Practical quantum cryptanalysis is already the end of Bitcoin, which relies on ECC algorithms that will fall to QC.

(Maybe you're making the broader statement, that if QC turns out to make all forms of public key crypto insecure, regardless of the hard problem they're based on, then it won't even be possible to design a working alternative to Bitcoin.)

Public keys are only stored as a hash in the blockchain though (assuming no address re-use). Is RIPEMD-160 vulnerable to QC?

Addresses that have been sent from will be vulnerable because their public key will be displayed in the outgoing transaction. One-use addresses will not be vulnerable, as their public keys are indeed stored only as hashes in the blockchain, but the algorithm is not only RIPE, but something like SHA256(RIPEMD-160(SHA256(Public_Key))). I dont know about RIPE, but sha256 should be QC resistant. Thus if you do not reuse addresses you should be safe against QC.

> It would also be the absolute end of Bitcoin and derivatives, at least as far as I know.

Not really, because bitcoin only relies on the signature aspect of PKC. So, bitcoin could move over to Lamport signatures, which are not affected by quantum computing.

Lamport signatures are larger than ECDSA signatures, so blockchain bloat would be an issue.

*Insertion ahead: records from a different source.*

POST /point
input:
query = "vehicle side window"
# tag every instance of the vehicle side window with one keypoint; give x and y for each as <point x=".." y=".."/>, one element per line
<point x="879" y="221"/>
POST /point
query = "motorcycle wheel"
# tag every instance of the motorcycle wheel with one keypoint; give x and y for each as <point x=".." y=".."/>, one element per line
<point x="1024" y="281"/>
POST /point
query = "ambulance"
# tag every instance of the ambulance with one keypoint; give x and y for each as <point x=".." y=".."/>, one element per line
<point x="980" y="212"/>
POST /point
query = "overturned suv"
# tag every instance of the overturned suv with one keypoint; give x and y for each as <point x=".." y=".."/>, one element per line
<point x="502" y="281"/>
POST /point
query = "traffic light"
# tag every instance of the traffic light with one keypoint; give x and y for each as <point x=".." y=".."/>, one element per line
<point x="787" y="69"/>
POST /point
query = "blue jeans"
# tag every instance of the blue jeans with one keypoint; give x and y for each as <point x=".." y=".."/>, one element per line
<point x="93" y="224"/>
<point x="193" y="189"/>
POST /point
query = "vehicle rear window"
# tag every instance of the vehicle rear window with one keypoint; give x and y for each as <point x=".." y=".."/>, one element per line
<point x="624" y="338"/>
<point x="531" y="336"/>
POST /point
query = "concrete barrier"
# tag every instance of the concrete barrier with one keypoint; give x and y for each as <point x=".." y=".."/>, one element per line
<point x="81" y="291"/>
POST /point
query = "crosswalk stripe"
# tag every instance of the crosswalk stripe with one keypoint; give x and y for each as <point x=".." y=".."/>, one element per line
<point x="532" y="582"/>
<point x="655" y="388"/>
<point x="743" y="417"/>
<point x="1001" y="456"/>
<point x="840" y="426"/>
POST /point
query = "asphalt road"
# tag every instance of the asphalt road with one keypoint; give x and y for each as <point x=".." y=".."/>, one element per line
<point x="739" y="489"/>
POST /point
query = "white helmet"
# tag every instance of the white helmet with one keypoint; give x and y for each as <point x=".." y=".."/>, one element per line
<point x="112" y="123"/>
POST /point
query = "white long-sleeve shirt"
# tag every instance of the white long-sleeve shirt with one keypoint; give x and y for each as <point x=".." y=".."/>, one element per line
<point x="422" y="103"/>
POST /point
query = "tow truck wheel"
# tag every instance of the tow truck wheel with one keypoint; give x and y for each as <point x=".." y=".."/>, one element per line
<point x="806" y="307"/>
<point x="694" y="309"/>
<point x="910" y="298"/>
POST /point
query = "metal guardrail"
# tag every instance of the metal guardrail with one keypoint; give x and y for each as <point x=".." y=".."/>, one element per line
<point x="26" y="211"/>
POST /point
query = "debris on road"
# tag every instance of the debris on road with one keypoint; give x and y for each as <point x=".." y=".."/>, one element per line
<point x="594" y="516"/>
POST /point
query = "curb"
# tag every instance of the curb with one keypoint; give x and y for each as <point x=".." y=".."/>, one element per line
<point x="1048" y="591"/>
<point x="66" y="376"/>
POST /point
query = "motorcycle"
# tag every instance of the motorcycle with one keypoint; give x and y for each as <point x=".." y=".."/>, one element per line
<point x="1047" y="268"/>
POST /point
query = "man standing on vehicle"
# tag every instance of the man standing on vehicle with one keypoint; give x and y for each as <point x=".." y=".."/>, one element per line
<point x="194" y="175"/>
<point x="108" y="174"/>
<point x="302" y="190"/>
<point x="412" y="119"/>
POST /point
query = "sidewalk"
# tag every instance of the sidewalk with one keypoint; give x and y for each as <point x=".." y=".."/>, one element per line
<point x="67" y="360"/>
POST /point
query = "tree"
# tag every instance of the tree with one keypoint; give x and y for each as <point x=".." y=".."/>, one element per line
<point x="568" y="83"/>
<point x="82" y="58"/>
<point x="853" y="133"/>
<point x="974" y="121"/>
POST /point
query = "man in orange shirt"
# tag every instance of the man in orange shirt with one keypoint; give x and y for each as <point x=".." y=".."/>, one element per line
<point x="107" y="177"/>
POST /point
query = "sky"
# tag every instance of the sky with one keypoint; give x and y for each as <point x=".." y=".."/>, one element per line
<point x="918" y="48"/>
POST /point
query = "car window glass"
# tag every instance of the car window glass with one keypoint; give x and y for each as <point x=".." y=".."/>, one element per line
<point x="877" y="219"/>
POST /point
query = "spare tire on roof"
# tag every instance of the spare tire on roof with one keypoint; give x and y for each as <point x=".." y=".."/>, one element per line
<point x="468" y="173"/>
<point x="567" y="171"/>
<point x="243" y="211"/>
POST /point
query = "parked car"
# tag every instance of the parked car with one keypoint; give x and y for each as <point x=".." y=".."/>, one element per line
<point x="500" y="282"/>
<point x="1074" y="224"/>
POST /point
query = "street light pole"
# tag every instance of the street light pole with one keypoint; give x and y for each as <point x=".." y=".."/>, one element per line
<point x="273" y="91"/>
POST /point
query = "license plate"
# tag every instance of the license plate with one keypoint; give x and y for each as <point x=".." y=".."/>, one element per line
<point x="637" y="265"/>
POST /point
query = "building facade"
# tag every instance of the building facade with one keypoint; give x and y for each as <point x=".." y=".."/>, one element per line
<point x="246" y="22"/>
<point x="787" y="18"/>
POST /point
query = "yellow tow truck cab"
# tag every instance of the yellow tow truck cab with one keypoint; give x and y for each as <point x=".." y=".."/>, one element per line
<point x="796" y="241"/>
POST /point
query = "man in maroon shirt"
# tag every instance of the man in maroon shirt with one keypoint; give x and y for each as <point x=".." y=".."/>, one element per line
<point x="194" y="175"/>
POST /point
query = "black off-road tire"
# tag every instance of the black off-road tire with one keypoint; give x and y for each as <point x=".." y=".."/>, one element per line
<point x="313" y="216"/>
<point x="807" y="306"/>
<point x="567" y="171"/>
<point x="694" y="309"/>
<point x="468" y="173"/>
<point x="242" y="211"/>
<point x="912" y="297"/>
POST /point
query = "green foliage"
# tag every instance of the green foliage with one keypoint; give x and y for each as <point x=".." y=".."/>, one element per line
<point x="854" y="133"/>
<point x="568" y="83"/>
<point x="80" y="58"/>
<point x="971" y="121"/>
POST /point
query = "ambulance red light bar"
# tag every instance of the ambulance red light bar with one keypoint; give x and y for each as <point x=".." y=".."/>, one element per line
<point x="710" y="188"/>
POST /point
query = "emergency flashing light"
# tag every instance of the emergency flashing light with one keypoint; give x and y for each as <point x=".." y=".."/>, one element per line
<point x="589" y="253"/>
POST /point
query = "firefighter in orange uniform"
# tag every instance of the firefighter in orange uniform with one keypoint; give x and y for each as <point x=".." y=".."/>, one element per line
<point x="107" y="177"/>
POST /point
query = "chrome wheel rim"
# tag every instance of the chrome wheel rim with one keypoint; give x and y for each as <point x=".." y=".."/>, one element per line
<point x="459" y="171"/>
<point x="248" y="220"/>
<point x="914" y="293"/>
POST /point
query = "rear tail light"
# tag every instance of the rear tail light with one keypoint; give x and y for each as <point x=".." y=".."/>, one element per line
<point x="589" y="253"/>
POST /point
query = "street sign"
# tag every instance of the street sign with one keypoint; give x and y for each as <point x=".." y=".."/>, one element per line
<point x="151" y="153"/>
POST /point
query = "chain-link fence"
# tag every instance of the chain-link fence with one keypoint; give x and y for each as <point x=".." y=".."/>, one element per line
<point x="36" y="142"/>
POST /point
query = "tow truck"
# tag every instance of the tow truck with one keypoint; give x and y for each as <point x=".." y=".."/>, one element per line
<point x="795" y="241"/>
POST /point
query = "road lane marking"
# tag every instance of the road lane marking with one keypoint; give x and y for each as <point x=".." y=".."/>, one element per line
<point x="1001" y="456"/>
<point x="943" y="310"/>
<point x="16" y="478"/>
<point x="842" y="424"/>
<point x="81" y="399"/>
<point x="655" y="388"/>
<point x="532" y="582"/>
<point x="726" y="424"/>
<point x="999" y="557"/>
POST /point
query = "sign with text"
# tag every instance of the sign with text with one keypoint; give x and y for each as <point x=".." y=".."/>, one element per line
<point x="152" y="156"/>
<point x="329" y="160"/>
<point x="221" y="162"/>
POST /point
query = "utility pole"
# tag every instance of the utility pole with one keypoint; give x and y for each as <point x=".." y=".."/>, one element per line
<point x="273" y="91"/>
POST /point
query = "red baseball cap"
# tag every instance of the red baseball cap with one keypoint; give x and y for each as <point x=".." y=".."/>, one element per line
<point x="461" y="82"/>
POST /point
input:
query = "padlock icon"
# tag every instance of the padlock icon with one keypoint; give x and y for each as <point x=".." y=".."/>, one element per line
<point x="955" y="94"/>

But presumably by then hard drives and all other computing specs would have increased substantially.

Here's an interesting article by Vitalik Buterin which explains how the transition could take place: http://bitcoinmagazine.com/6021/bitcoin-is-not-quantum-safe-...

Could you describe how such a cross over could happen smoothly? Seems like there would be mass panic, all the mining rigs would have to re assemble etc.

Announce a transition time a few years into the future so the miners don't get a capital loss. Code clients to switch over to the new algorithm at the transition time. When the transition finally comes, even those with slightly out of date client will switch over, since it was coded far in advance.

Wouldn't this require quantum computing to be developed relatively gradually and in the open? Seems likely that a gov or company will suddenly reveal it or have it exposed.

Sudden, catastrophic leak of an operational QC would definitely be a cryptogeddon scenario.

That's really the problem I foresee. It'd be extremely hard to pull off without a bank run or a speculative frenzy. Financial markets are unbelievably skittish about uncertainties.

I don't think you read the post you replied to.

Bitcoin requires secure signing and hashing, which are post-quantum secure (hash functions and Lamport/Merkle signatures).

I read it.

Bitcoin also relies on elliptic curve crypto, which will fall to QC. Without a replacement, the entire concept of cryptocurrency as we currently know it falls.